How do you know when the agent is using memory well?

For files & skills, you can start at the entry point and construct a graph of which files reference which other files:

  1. For each file
  2. Search for the file name
  3. Pair “file referenced from” -> file

Then compare against reality. Find all the times those files were accessed in that order versus not. If they’re referenced randomly, that means the agent needs to use Search or ListFiles tools to navigate. That might mean your files or skills are becoming too unwieldy.

Also, you should monitor memory block size & count. Definitely keep them under 5000, probably under 500 characters. When the blocks get too big, they tend to confuse the agent.

Unfortunately, given the nature of agents, there’s not that much you can do for observability. But these two things do tend to be useful to monitor.

Search index

Is a search index a good idea? Yes absolutely. It’s just annoying.

Seriously, it adds a data asset that needs to be maintained. Most of the time that’s not a huge deal, but when it is, it is. Your call.

Git is an agent database

I highly recommend versioning files & ideally also skills & memory blocks. In open-strix I store memory blocks in yaml so they version and diff cleanly.
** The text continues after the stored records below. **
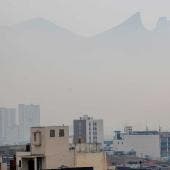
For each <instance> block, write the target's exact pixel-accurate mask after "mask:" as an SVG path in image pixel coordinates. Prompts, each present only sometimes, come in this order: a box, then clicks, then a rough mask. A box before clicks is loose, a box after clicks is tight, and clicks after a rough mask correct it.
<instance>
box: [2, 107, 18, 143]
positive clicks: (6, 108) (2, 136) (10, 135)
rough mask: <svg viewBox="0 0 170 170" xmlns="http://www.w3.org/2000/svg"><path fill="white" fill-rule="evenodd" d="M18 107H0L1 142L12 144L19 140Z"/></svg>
mask: <svg viewBox="0 0 170 170" xmlns="http://www.w3.org/2000/svg"><path fill="white" fill-rule="evenodd" d="M16 131H17V125H16V109H14V108H0V144H1V145H2V144H8V142H10V143H11V144H13V143H15V142H16V140H17V137H16V135H12V134H16Z"/></svg>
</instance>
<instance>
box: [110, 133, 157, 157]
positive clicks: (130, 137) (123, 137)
mask: <svg viewBox="0 0 170 170" xmlns="http://www.w3.org/2000/svg"><path fill="white" fill-rule="evenodd" d="M113 150H115V151H125V152H128V151H130V150H135V151H136V154H137V156H139V157H145V156H146V155H148V156H149V157H151V158H154V159H160V140H159V135H124V137H123V140H113Z"/></svg>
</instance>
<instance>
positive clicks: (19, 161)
mask: <svg viewBox="0 0 170 170" xmlns="http://www.w3.org/2000/svg"><path fill="white" fill-rule="evenodd" d="M21 166H22V164H21V160H19V167H20V168H21Z"/></svg>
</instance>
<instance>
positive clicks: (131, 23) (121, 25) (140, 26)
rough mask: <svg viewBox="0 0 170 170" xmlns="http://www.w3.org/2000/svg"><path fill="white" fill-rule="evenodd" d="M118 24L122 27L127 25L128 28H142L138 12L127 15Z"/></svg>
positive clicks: (139, 14) (124, 26) (143, 27)
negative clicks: (122, 22) (132, 14)
mask: <svg viewBox="0 0 170 170" xmlns="http://www.w3.org/2000/svg"><path fill="white" fill-rule="evenodd" d="M120 26H123V27H126V28H127V27H129V28H133V29H135V30H136V29H139V28H140V29H141V28H142V29H143V28H144V26H143V24H142V20H141V14H140V12H137V13H135V14H134V15H132V16H131V17H129V18H128V19H127V20H126V21H125V22H123V23H122V24H121V25H120Z"/></svg>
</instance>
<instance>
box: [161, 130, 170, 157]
mask: <svg viewBox="0 0 170 170" xmlns="http://www.w3.org/2000/svg"><path fill="white" fill-rule="evenodd" d="M160 150H161V157H162V158H164V159H167V160H169V159H170V132H160Z"/></svg>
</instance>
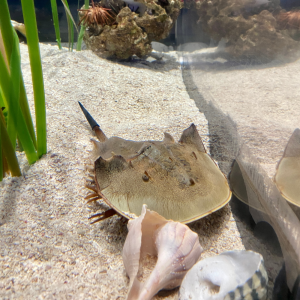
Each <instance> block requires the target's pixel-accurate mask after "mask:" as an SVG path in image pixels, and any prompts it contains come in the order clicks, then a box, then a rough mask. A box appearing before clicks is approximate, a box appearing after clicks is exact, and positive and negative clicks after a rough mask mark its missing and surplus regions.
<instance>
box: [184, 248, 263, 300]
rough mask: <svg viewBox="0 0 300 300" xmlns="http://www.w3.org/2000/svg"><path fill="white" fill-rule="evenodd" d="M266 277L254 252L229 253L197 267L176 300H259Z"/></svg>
mask: <svg viewBox="0 0 300 300" xmlns="http://www.w3.org/2000/svg"><path fill="white" fill-rule="evenodd" d="M267 284H268V275H267V272H266V269H265V267H264V260H263V257H262V256H261V255H260V254H259V253H256V252H253V251H245V250H243V251H228V252H224V253H222V254H220V255H217V256H213V257H209V258H206V259H204V260H201V261H199V262H198V263H196V264H195V265H194V266H193V268H191V270H190V271H189V272H188V273H187V274H186V276H185V277H184V279H183V281H182V284H181V287H180V290H179V300H200V299H201V300H242V299H248V300H254V299H256V300H262V299H265V298H266V295H267Z"/></svg>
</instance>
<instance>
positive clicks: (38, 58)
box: [0, 0, 47, 157]
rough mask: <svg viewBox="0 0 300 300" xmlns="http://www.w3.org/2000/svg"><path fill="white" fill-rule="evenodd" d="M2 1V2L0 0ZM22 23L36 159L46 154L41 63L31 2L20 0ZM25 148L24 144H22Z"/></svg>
mask: <svg viewBox="0 0 300 300" xmlns="http://www.w3.org/2000/svg"><path fill="white" fill-rule="evenodd" d="M0 1H3V0H0ZM21 3H22V10H23V16H24V23H25V28H26V33H27V44H28V52H29V57H30V66H31V73H32V83H33V93H34V103H35V115H36V132H37V152H38V157H41V156H42V155H43V154H45V153H47V131H46V103H45V92H44V81H43V71H42V63H41V56H40V49H39V38H38V32H37V24H36V16H35V10H34V3H33V0H21ZM22 144H23V146H24V147H25V145H24V143H23V142H22Z"/></svg>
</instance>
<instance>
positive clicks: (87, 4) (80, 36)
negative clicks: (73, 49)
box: [76, 0, 89, 51]
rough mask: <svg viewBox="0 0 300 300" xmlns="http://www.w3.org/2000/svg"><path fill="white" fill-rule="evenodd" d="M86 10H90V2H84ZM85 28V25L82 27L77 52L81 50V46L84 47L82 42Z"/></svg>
mask: <svg viewBox="0 0 300 300" xmlns="http://www.w3.org/2000/svg"><path fill="white" fill-rule="evenodd" d="M84 8H85V9H88V8H89V0H84ZM85 28H86V26H84V25H81V27H80V32H79V35H78V40H77V47H76V50H77V51H80V50H81V45H82V40H83V35H84V32H85Z"/></svg>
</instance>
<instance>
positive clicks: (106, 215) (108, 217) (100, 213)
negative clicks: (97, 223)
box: [89, 208, 117, 224]
mask: <svg viewBox="0 0 300 300" xmlns="http://www.w3.org/2000/svg"><path fill="white" fill-rule="evenodd" d="M115 214H117V212H116V211H115V210H114V209H113V208H111V209H109V210H107V211H105V212H103V213H99V214H95V215H92V216H90V217H89V220H90V219H93V218H98V219H97V220H95V221H93V222H92V223H91V224H94V223H97V222H100V221H103V220H105V219H107V218H110V217H111V216H113V215H115Z"/></svg>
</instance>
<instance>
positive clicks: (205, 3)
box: [195, 0, 299, 63]
mask: <svg viewBox="0 0 300 300" xmlns="http://www.w3.org/2000/svg"><path fill="white" fill-rule="evenodd" d="M258 2H259V3H256V2H254V1H252V0H203V1H198V2H196V4H195V8H196V10H197V13H198V15H199V21H200V22H201V24H202V26H203V30H204V31H206V32H208V33H209V35H210V36H211V37H212V38H213V39H214V40H216V41H220V40H221V39H224V40H225V41H226V52H227V53H229V54H230V55H231V56H233V57H234V58H235V59H252V60H256V61H259V62H260V63H266V62H270V61H272V60H273V59H275V58H278V57H280V56H285V57H286V56H292V55H293V53H294V52H295V50H296V49H299V42H298V41H296V40H294V39H293V38H292V37H291V36H290V35H289V34H288V33H287V32H286V31H285V30H282V28H279V26H278V24H277V23H278V22H277V15H278V13H279V12H280V11H281V8H280V6H279V2H278V1H269V2H268V1H258Z"/></svg>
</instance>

Versioning gives you checkpoints and lets you see evolution. It also lets you rollback or let the agent discover when a bad change was made. I’ve tried to use branching and merging, but not successfully.

Bad ideas

Knowledge graphs and other writable data models, e.g. backend by SQL, tend to not work very well because the LLM’s weights doesn’t know about their schemas. Most people talk themselves into knowledge graphs because they have structure and historically structure has been good. But the only structure LLMs need is tokens. They reason just fine in token space.

Good (but weirder) ideas

I’ve discovered that some types of generic data structures can be very useful for agents, for special purposes.

Issue trackers are oddly useful. I’ve been using chainlink, which is an issue tracker specifically for agents, but I’ve heard Asana also works fine. Probably any issue tracker would work. An issue tracker gives you a searchable work queue.

I’ve added an interest backlog to all of my agents now. Any time they come across something weird, interesting, or annoying they can create an issue and tag it interest. Then, during the night while I sleep they work through the backlog. This has led to multiple agents making connections between ideas & things I hadn’t discovered yet, and generally coming up with fresh ideas that feel honestly novel.

Also, an append-only log is super useful. I have an events.jsonl file that goes into all of my agents. The agent harness writes every single event that happens, like tool calls and messages, and appends a JSON object minified to the events.jsonl file. It’s not writable memory in the normal sense, but the agent can read it to give grounded answers about what it actually did.

Conclusion

Editable memory is extremely powerful. I highly recommend trying it out. Hopefully this helped.